Christmas movies are fun. I like Christmas movies because they're generally nice, lightweight, enjoyable pieces of fluff with important moralistic messages ("It's a Wonderful Life," "Scrooge") or sometimes they're just fun to watch ("Gremlins," "Home Alone").
"Scrooged" isn't lightweight, cheery, or happy. It's dark, brooding, sort of evil, and it's the only Christmas movie I can think of that seems as if Tim Burton directed it.
Am I insulting the film? Heavens, no. I love it. In fact, I'm complimenting it. Instead of repeating old traditions, it's trying something new, and the secret to the film is the way it actually pulls it all off.
The plot: Frank Cross is the youngest television station president in recorded history because he knows the people. At least he thinks he does. In reality, he's just a greedy tycoon who gives people bath towels for Christmas -- including his own brother.
Cross is a modern day Scrooge, and the movie "Scrooged" is a modern reworking of the classic Charles Dickens story. Frank Cross is played by Bill Murray absolutely perfectly. He's cynical, dry, and sarcastic, and doesn't give a darn about anyone else other than himself.

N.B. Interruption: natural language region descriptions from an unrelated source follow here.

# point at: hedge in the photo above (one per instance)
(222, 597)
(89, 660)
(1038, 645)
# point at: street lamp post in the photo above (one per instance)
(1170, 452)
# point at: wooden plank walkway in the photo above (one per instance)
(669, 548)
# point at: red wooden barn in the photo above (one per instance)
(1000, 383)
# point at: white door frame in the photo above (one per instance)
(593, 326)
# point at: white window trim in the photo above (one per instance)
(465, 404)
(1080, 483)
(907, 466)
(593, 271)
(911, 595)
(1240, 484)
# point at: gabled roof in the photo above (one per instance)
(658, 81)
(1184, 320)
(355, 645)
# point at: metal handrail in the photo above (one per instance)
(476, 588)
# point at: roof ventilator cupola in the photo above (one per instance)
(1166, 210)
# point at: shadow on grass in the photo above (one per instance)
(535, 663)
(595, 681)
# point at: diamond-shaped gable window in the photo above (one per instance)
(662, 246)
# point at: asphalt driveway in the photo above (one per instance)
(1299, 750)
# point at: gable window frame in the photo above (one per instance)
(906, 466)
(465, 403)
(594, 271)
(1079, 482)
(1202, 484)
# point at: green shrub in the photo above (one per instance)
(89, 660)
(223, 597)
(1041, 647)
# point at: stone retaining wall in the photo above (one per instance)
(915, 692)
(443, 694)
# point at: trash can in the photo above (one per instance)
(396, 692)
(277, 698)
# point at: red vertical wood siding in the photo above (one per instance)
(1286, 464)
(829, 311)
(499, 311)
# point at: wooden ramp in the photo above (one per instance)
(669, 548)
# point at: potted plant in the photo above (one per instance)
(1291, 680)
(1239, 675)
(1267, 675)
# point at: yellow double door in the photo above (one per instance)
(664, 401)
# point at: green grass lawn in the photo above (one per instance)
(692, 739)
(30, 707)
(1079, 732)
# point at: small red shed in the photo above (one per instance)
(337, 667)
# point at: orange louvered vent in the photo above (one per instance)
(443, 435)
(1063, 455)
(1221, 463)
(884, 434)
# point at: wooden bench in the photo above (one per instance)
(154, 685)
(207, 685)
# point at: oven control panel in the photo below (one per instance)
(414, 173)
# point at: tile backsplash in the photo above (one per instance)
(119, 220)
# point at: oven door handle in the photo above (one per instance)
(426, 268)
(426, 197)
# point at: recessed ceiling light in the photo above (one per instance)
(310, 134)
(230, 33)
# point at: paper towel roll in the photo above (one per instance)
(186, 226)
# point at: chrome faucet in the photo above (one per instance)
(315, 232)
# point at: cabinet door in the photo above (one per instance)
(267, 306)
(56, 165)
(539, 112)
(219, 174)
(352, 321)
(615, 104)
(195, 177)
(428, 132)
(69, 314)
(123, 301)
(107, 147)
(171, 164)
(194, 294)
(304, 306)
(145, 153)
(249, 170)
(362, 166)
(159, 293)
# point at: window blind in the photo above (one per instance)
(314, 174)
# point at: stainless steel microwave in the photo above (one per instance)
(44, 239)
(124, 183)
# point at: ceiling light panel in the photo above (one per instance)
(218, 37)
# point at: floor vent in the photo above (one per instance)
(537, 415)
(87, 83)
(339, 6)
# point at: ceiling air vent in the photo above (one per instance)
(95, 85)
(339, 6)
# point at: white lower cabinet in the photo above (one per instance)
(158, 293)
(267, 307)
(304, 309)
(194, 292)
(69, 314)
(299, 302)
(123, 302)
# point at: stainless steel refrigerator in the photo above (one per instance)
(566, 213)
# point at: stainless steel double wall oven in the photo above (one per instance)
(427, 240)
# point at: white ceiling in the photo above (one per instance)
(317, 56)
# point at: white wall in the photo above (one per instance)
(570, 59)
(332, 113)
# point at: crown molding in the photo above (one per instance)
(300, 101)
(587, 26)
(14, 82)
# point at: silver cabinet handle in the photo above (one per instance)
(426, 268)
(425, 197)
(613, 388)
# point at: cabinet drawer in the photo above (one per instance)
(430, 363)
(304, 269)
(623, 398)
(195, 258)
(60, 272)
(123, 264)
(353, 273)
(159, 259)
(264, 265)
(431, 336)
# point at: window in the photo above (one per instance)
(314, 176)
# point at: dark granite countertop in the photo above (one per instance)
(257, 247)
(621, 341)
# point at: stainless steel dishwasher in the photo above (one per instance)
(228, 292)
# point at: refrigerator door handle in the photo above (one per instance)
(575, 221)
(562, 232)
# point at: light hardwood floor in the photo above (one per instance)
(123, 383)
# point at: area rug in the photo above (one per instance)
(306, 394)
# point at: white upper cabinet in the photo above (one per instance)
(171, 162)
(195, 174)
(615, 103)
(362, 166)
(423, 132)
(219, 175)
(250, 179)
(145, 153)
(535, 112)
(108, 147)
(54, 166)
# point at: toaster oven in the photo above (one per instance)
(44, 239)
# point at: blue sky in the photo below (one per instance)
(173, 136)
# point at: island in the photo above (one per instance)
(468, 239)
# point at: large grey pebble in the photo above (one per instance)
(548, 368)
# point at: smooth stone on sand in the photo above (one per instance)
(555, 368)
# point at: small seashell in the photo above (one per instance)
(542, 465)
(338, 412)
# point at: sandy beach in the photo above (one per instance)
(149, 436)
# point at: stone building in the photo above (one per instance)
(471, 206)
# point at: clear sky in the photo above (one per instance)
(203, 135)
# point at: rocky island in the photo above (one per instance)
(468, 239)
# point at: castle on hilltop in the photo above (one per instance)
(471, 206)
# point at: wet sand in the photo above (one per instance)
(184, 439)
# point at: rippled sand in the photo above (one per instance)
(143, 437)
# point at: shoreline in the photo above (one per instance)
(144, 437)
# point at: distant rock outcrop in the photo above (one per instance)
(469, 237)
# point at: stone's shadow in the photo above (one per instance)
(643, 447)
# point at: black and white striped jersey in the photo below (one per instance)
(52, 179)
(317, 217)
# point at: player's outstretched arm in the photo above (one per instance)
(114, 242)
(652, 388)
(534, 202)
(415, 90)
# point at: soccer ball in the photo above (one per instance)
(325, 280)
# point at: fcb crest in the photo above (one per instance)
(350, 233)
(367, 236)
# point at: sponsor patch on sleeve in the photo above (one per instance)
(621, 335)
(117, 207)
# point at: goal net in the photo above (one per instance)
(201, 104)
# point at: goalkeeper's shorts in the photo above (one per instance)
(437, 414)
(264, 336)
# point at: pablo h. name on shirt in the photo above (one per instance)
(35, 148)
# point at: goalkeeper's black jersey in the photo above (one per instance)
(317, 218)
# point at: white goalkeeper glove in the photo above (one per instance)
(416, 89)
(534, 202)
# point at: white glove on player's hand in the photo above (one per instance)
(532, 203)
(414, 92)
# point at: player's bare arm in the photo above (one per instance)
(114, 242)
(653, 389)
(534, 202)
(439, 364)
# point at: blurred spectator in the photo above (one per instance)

So the night before Christmas Eve, Frank is visited by an old business partner -- who has been dead for seven years. ("I wouldn't have guessed more than three, tops," says Frank in his usual sarcastic tone.) His old associate warns Frank to change his ways or he'll end up like himself -- angry, bitter...and dead.
Frank doesn't pay any attention to his "hallucination," and continues being his usual self during the festive Christmas holiday -- by ripping off old ladies' cabs and firing Elliot (Bobcat Goldthwait) on Christmas Eve.